Data and representation: Types and Tokens
Digital representation and formatting data types is based on the whole computing/information architecture design for tokenization (representation instances) and re-tokenization (“copies,” further instances, interpretations of tokens output as additional tokens).
“Data types” are techniques for bundling, labeling, or encoding (i.e., with meta-information) bit and byte units as tokens of defined types for computability. (We must assign different kinds of computable processes for text strings in defined languages, for types of number representations, and for matrices — value arrays — used in digital images.) Each type can have unlimited token instances across the computing architecture at several levels: all forms of memory, the representations in processing units (CPUs, GPUs, and codecs +transducers), data units as Internet packets, etc.

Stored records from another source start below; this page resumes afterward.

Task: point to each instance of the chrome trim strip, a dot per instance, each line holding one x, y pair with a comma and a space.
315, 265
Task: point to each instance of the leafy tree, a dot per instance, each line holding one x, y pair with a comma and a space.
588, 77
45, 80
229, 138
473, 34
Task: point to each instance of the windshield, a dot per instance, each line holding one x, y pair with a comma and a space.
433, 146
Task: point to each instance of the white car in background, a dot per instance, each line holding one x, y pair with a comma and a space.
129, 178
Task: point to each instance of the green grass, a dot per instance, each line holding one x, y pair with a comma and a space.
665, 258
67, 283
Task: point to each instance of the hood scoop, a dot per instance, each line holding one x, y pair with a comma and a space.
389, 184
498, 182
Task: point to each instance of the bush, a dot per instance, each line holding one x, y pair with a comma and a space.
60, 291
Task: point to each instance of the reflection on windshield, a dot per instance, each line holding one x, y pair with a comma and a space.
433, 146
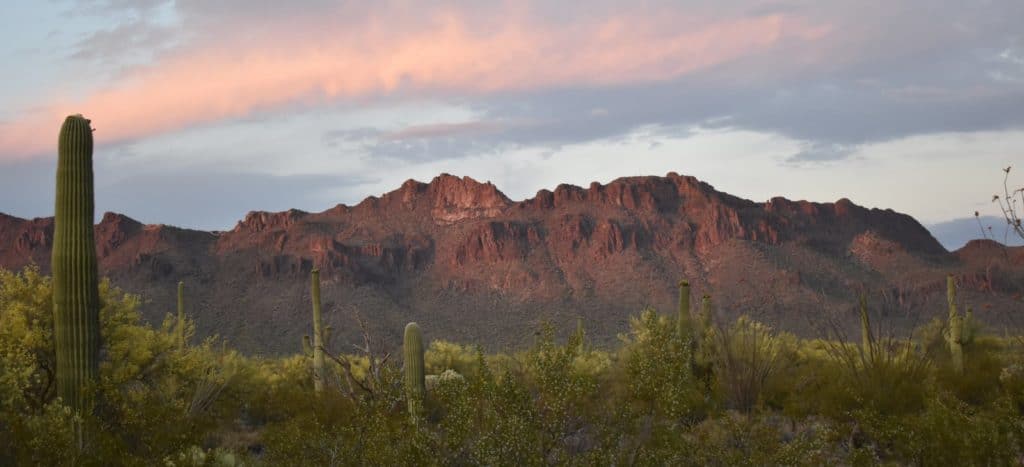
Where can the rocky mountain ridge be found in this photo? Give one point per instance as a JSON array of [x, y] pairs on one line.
[[470, 264]]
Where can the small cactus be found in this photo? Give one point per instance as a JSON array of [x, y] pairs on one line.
[[307, 348], [320, 377], [866, 338], [955, 337], [415, 379], [181, 316], [683, 320]]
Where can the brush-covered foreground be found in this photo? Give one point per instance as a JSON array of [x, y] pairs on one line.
[[738, 394]]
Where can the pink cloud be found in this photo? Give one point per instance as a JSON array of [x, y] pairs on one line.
[[449, 54]]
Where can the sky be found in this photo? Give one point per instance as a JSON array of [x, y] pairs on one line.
[[207, 110]]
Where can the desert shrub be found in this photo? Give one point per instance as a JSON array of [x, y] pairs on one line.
[[656, 371], [441, 355], [947, 431], [748, 357]]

The discourses of “Neural Nets” and “Deep Learning”
Neural nets are mathematical graphs are designed to do fast statistical calculations through many layers of sorting and weighting toward a designed goal. The whole point is pattern recognition and pattern matching, based on human perceptual inferences and pattern recognition capacities as part of human symbolic cognition.

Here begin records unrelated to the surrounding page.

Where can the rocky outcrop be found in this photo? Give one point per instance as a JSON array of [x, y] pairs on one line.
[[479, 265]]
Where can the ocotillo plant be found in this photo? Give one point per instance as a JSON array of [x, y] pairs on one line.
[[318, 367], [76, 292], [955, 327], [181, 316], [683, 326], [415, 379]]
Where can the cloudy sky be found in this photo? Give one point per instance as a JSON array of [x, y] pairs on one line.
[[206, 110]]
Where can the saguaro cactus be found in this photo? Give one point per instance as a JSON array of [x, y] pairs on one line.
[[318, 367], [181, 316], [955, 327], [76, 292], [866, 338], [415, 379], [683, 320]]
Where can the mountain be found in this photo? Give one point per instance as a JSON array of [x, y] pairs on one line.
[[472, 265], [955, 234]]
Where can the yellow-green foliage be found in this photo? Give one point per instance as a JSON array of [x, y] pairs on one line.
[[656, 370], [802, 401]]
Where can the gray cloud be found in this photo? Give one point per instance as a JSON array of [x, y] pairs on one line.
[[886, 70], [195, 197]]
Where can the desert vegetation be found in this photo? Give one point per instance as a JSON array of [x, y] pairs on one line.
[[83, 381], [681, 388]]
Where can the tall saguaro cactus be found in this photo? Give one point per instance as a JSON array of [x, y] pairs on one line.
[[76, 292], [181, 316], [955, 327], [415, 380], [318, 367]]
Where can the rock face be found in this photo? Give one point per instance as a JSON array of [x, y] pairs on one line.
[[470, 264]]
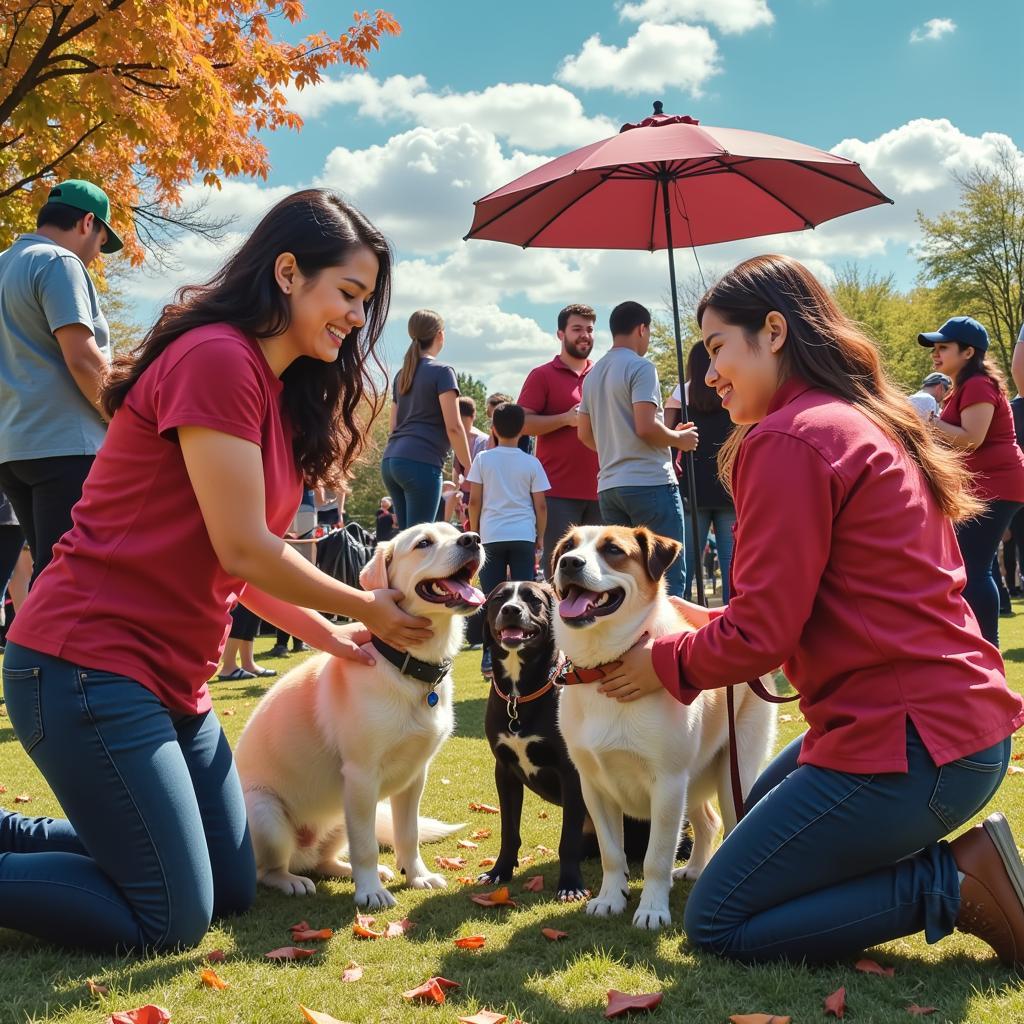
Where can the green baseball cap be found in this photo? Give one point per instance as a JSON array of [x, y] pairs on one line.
[[90, 199]]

We can design algorithms as pattern recognizers over data because the patterns are human-generated patterns represented in the computable tokens. Pattern-recognizing AI/ML and NLP models are thus projections from human symbolic capabilities, which give us the abilities of multi-leveled abstraction, generalization, and combining types of representations (sign and symbol systems).
“Deep Learning” is not “deep” as in ordinary language “deep/depth of knowledge,” or cumulative history of knowledge and learning. “Deep Learning” means adding many more graph layers with recursive (recurrent) pattern analysis.
Confused and confusing philosophy in ML
/197/ To conclude this journey, we would like to say a few words
about cognitive issues. The most active researchers in the field of
machine translation generally avoid addressing cognitive issues
and make few parallels with the way humans perform a
translation. The artificial intelligence domain has suffered from
spectacular and inflated claims too much in the past, and in
relation to systems that had nothing to do with the way humans
think or reason. It may thus seem reasonable to focus on
technological issues and leave any parallel with human behavior
aside, especially because we do not, in fact, know much about
the way the human brain works.
However, it may be interesting in this conclusion to have a
look at cognitive issues despite what has just been said, because
the evolution of the field of machine translation is arguably
highly relevant from this point of view. The first systems were
based on dictionaries and rules and on the assumption that it was
necessary to encode all kinds of knowledge in the source and
target languages in order to produce a relevant translation. This
approach largely failed because information is often partial and
sometimes contradictory, and knowledge is contextual and
fuzzy. Moreover, no one really knows what knowledge is, or /198/
where it begins and where it ends. In other words, developing an
efficient system of rules for machine translation cannot be
carried out efficiently by humans, since the task is potentially
infinite and it is not clear what should be encoded in practice.
Statistical systems then seemed like a good solution, since
these systems are able to efficiently calculate complex contextual
representations for thousands of words and expressions. This is
something the brain probably does in a very different way, but
nevertheless very efficiently: we have seen in chapter 2 that any
language is full of ambiguities (cf. “the bank of a river” vs. “the
bank that lends money”). Humans are not bothered at all by
these ambiguities: most of the time we choose the right meaning
in context without even considering the other meanings. In “I
went to the bank to negotiate a mortgage,” it is clear that the word
“bank” refers to the lending institution, and the fact that there is
another meaning for “bank” is simply ignored by most humans.
A computer still has to consider all options, but at least statistical
systems offer interesting and efficient ways to model word senses
based on the context of use.